- Born: Derek Shawn O'Brien Fullerton, California, U.S.
- Occupations: Drummer, Producer

= Derek O'Brien (drummer) =

American drummer

Derek Shawn O'Brien is an American punk rock drummer and producer. He is currently the drummer for the band Ultra Bomb.

== Early life ==
O'Brien started playing at Fullerton High School playing with the school Jazz Band, Marching Band and Orchestras and played in cover bands by night with guitarists Stan De Witt and Frank Agnew.

He joined local punk rock band Social Distortion (1981–84). His recordings with the band include the first EP "1945", Single ("Playpen"), BYO Compilation song "(Mass Hysteria)", and first full-length album Mommy's Little Monster. He featured in the documentary Another State Of Mind.

== Career ==
O'Brien was involved in D.I. (which featured many former members of Social Distortion and the Adolescents). He played on their 1983 EP D.I., which was later re-released as Team Goon on Triple X Records. Derek performed as the drummer for D.I. in the film Suburbia, and is part of D.I.'s 1983 self-promotional video Suburbia Sessions.
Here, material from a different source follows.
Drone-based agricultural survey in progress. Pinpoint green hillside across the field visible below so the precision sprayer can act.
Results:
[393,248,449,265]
He also played with Social Distortion from 1981-1983 and played on the LP, 'Mommy's Little Monster' as well as the '1945' single both on the 13th Floor Records label. He also drummed on the song 'Mass Hysteria' which was included on the 1982 compilation, 'Someone's Gonna Get Their Head Kicked In' released on BYO records.
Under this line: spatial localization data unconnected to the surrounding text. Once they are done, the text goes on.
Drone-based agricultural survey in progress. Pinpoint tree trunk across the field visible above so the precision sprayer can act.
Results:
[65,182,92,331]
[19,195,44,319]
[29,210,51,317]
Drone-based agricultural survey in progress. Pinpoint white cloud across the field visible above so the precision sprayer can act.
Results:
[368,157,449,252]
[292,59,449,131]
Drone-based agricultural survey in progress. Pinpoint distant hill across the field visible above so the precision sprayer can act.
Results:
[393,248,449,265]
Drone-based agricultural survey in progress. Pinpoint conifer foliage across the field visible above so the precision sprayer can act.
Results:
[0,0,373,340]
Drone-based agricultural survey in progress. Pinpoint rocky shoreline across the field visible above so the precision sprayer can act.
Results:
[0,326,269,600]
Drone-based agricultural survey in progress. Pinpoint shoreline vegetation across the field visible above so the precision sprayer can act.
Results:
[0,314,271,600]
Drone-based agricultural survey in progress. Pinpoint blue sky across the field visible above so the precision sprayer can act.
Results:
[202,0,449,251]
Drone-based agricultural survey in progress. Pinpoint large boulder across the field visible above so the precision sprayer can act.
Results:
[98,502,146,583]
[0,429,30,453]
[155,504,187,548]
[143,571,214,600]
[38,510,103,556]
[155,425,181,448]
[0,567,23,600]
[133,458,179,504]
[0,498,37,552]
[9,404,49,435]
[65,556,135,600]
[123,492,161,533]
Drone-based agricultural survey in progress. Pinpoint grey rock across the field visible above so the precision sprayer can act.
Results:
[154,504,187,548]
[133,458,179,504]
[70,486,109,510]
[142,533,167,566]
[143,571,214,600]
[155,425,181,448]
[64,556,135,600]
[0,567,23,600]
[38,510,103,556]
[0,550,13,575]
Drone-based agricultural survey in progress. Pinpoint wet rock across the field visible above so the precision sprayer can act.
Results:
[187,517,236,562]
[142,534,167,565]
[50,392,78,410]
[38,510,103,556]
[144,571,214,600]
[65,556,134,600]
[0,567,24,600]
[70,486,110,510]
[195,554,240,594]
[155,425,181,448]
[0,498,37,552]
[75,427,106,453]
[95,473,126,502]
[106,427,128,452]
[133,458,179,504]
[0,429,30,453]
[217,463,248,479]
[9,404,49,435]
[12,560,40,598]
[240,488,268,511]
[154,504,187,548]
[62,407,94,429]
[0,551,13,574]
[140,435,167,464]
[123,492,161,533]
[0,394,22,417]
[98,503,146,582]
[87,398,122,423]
In 1984 O'Brien joined the final incarnation of the Long Beach-based art-rock band Outer Circle. Subsequent to Outer Circle's dissolution, O'Brien and fellow Outer Circle alumni Cole Coonce and Steve "Spit" Spingola formed the Fontanelles with ex-Saccharine Trust bassist Mark Hodson.

Bassist Brent Liles and O'Brien reunited from 1989 until 1992 with Agent Orange Touring North America and recording Real Live Sound - Agent Orange Live at the Roxy.
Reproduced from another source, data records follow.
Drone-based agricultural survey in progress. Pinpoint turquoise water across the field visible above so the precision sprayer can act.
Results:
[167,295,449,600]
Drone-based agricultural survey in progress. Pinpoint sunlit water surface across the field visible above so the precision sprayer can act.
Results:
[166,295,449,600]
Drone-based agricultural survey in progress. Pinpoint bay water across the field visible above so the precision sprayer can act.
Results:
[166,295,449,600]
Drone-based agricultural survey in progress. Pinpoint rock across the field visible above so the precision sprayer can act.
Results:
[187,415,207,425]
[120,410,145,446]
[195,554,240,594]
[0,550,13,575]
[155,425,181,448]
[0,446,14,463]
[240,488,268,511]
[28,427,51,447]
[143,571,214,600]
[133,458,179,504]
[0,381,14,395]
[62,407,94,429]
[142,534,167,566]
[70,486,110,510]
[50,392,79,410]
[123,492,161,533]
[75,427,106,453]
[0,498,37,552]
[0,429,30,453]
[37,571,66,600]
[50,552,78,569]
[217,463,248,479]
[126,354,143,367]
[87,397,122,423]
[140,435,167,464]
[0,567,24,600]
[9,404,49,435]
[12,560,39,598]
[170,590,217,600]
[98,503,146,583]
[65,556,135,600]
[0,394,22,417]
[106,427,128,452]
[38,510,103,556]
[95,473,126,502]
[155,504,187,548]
In 1992 Brian Grillo (ex-singer of Lockup) enlisted O'Brien to play with Extra Fancy, including guitarist Michael Hately and bassist David Foster. In 1995, Extra Fancy produced Sinnerman and an independent EP No Mercy which has songs featured in movie soundtracks. Extra Fancy continued until 1997.

1996 - 2015, O'Brien and other founding members Greg Hetson (Bad Religion, Circle Jerks) and Eric Melvin (NOFX) formed Punk Rock Karaoke. Their first show featured Mark and Bob Mothersbaugh (Devo) and others. O'Brien toured and played local shows as their full time drummer until 2015. Many members and "special guests" performed with the group over the years including: Mike Watt (Iggy Pop), Mike Ness, Jonny 2 Bags (Social Distortion), Matt Skiba (Alkaline Trio, Blink 182), Noodles (The Offspring), Randy Bradbury (Pennywise), Fat Mike (NOFX), several Ramones, members of Descendents, and Dave King (Flogging Molly)!

1998, 1999 saw O'Brien working with a female fronted synth rock / pop band called Ripe featuring Pete Thorn on guitar, also on guitar was Andrew Browning (who Derek later played drums for and produced 3 albums for Browning and the Nine Pound Hammers). Another female fronted band during this time was Drag Beat featuring Rick Ballard and PJ Wolfe (founders of Acetate Records).

O'Brien studied at UCLA, earning a degree in Audio Engineering and in 2001 founded D.O'B. Sound Recording Studios in Glendale, California. In 2009 he relocated the studio to Santa Fe Springs, California and now offers recording, mixing, mastering, rehearsals, a course in audio engineering and private drum lessons. O'Brien still performs on short international tours, local gigs, and recordings.